Agora Valmir não apenas deixara de se intimidar como até tratava-o com desdém:
- Piada não. É humor negro. Coisa sofisticada. Com sotaque britânico, inclusive.
- Britânico é o cacete! – Pedrão internamente contava até dez – Humor britânico é mais refinado, tem o timing certo. É só ver os caras do Monty Python, que fazem até pastelão virar coisa de bom gosto.
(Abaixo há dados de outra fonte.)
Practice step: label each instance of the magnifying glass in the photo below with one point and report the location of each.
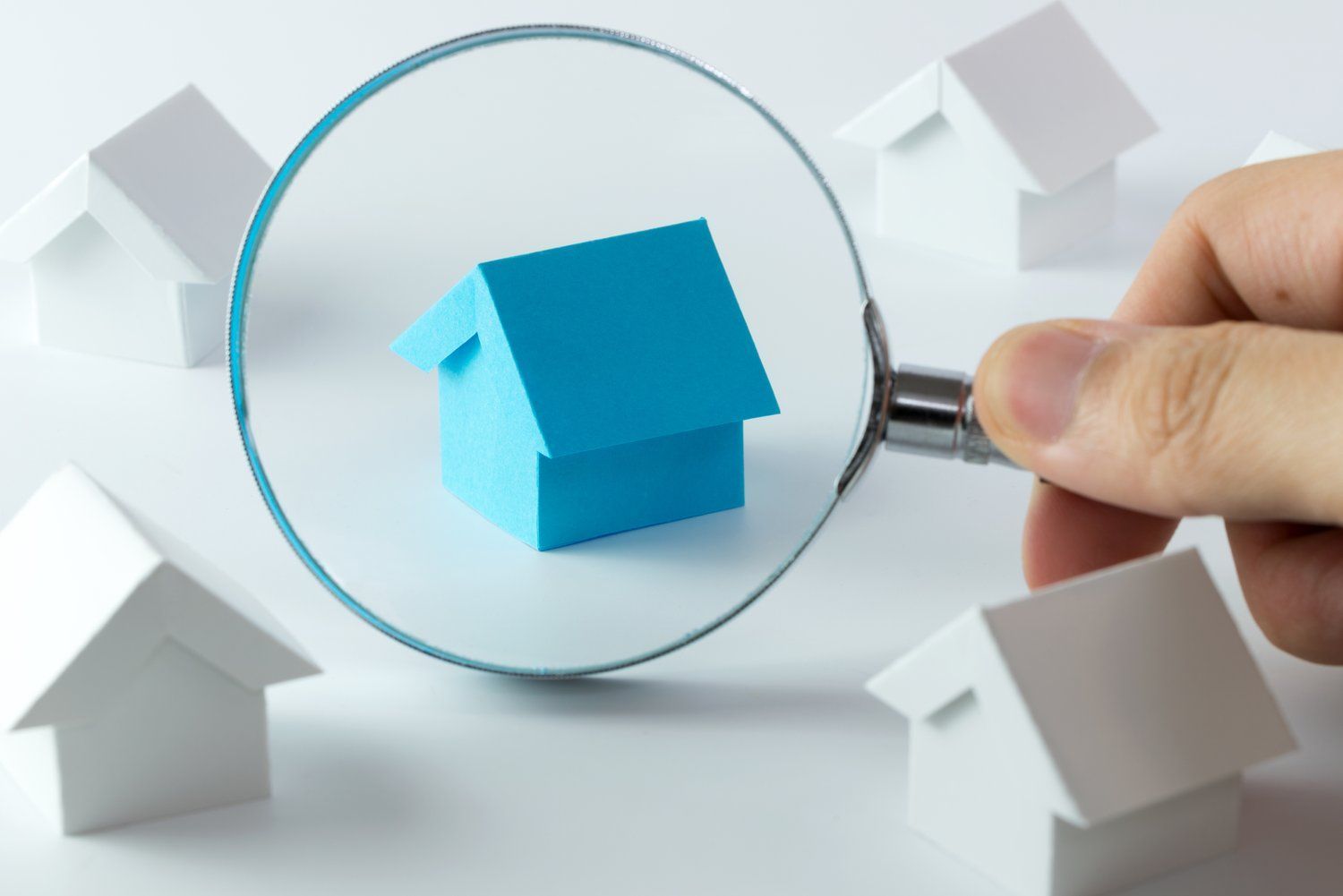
(551, 351)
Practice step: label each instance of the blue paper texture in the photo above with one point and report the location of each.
(596, 387)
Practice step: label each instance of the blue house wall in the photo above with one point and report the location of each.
(628, 487)
(486, 437)
(594, 388)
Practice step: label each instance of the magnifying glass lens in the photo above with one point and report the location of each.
(403, 488)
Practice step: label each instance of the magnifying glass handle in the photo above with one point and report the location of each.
(932, 413)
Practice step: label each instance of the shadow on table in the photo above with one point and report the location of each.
(1289, 845)
(681, 700)
(330, 783)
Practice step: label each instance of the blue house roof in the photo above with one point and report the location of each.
(615, 340)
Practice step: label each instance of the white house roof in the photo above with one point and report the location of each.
(1112, 691)
(1037, 101)
(1275, 147)
(89, 592)
(175, 188)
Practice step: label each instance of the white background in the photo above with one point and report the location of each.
(751, 762)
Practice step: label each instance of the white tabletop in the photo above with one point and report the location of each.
(748, 762)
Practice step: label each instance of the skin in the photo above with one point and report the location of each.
(1219, 389)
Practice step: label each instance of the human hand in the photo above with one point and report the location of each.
(1217, 388)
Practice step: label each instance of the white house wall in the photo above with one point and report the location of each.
(966, 797)
(1151, 841)
(1060, 220)
(182, 737)
(204, 308)
(934, 192)
(30, 756)
(93, 297)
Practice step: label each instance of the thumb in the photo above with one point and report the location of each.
(1236, 419)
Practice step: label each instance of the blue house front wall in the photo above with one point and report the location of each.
(486, 435)
(628, 487)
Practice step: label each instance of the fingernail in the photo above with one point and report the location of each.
(1037, 379)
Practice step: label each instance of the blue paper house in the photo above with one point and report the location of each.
(594, 388)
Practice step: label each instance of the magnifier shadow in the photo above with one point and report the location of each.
(709, 703)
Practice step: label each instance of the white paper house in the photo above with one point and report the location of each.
(1004, 150)
(132, 247)
(1275, 147)
(132, 672)
(1090, 737)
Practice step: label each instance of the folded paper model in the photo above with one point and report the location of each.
(1090, 737)
(1275, 147)
(1004, 150)
(132, 672)
(594, 388)
(131, 249)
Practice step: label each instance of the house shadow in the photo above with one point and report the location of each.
(1288, 847)
(332, 782)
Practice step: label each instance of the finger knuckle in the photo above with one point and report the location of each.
(1176, 408)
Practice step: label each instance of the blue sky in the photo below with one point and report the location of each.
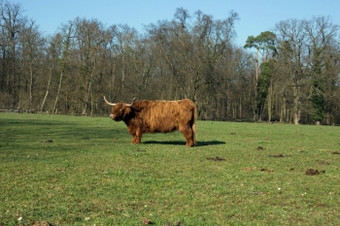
(255, 15)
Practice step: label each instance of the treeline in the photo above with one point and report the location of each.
(291, 74)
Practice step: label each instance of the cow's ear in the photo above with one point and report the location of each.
(127, 110)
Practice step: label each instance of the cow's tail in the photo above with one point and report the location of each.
(194, 137)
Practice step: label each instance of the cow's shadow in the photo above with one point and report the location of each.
(177, 142)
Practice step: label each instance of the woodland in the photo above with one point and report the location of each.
(290, 74)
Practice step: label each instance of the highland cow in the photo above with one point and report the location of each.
(152, 116)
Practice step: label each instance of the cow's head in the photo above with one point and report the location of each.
(119, 111)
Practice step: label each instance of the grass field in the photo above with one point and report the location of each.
(83, 171)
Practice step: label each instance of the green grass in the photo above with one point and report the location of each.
(84, 171)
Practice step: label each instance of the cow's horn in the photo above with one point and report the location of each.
(112, 104)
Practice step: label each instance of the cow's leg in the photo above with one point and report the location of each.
(189, 135)
(137, 137)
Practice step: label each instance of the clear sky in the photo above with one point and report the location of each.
(255, 15)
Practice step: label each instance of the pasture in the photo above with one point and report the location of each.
(57, 170)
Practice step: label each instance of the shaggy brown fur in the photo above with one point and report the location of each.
(147, 116)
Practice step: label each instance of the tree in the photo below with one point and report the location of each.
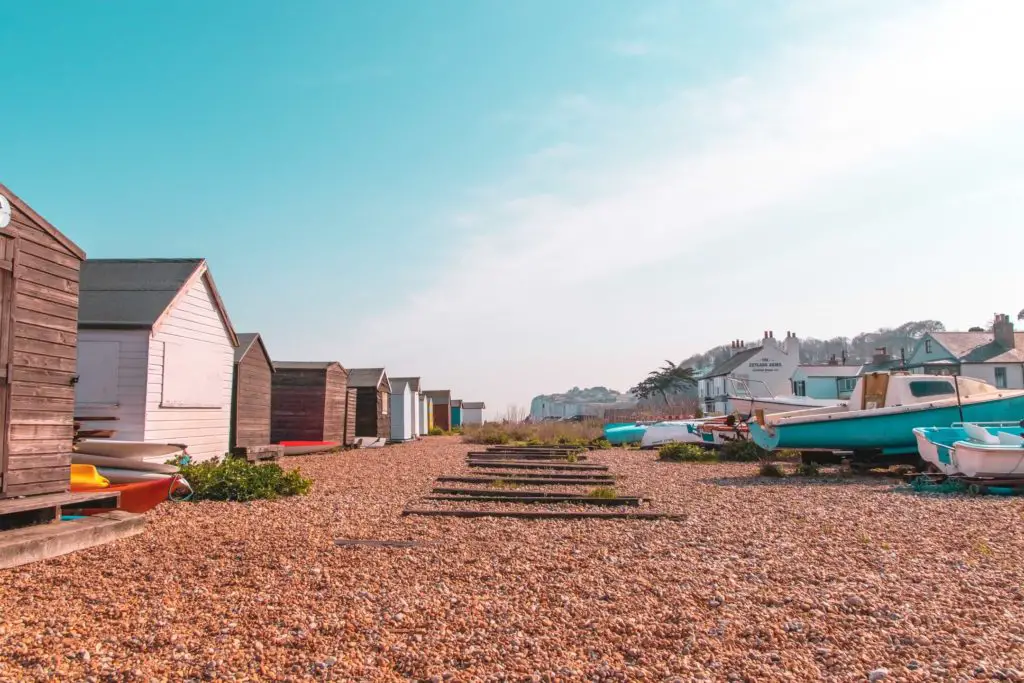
(670, 378)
Aliás, você devia era tomar umas aulas com o Tiririca, outro comediante sensacional, diga-se, porque essa bobagem que você acabou de falar é pura maldade, Valmir.
- Maldade é encoxar a mãe no tanque.
- Isso já não é maldade, é ausência total de qualquer noção de respeito e, quiçá, de periculosidade. Mas você tem razão, encoxar a minha mãe ia ser maldade mesmo. Já a mãe dos outros...
- Como assim?
- Eu encoxei a sua mãe no tanque, mas não foi maldade nenhuma. Porque ela adorou.
- Isso é humor refinado? Você acha que essa merda que você falou é humor refinado? – veja só que audácia, Valmir agora queria intimidá-lo – Porque se for começar com sacanagem, dou meia volta e pulo fora dessa. Agora deixa de papo furado e me diz por que você me chamou.
- O negocio é o seguinte... – emendou Pedrão, segurando um falso sorriso.
- Dezenove não é vinte! – completou Valmir – Essa é velha. Já faz tempo que essa ficou velha, hein Pedrão?
- Então ela é nova.
- Como assim?
- Matemática pura, meu amigo. Menos com menos dá mais, certo? Então velha com velha só pode virar piada nova.
- Sei...
- Pode admitir que você achou engraçado, vai. Só tem a gente aqui, ninguém vai saber – e enfiou a mão no bolso sem Valmir perceber.
- Tá vendo eu ali, ó? – indagou Valmir, apontando o emporcalhado assoalho do bar – Tô rolando no chão de tanto rir.

- Pois é, mas agora você vai mesmo rolar no chão...
Mais rápido do que qualquer personagem de Clint Eastwood poderia sequer supor, Pedrão sacou uma sete-meia-cinco com um pequeno silenciador acoplado e disparou uma única vez na garganta de Valmir, que não teve tempo nem de entender a piada antes de desabar morto
– ... e quem vai rir sou eu!

Pedrão levantou-se, limpou cuidadosamente o coldre da arma – mesmo usando luvas de couro, era bom ter o máximo de precaução – e colocou-a nas mãos da sua mais recente vítima. Quando saía do bar vazio, virou-se para trás e contemplou o corpo de Valmir com total desprezo.
- Não suporto gente sem senso de humor.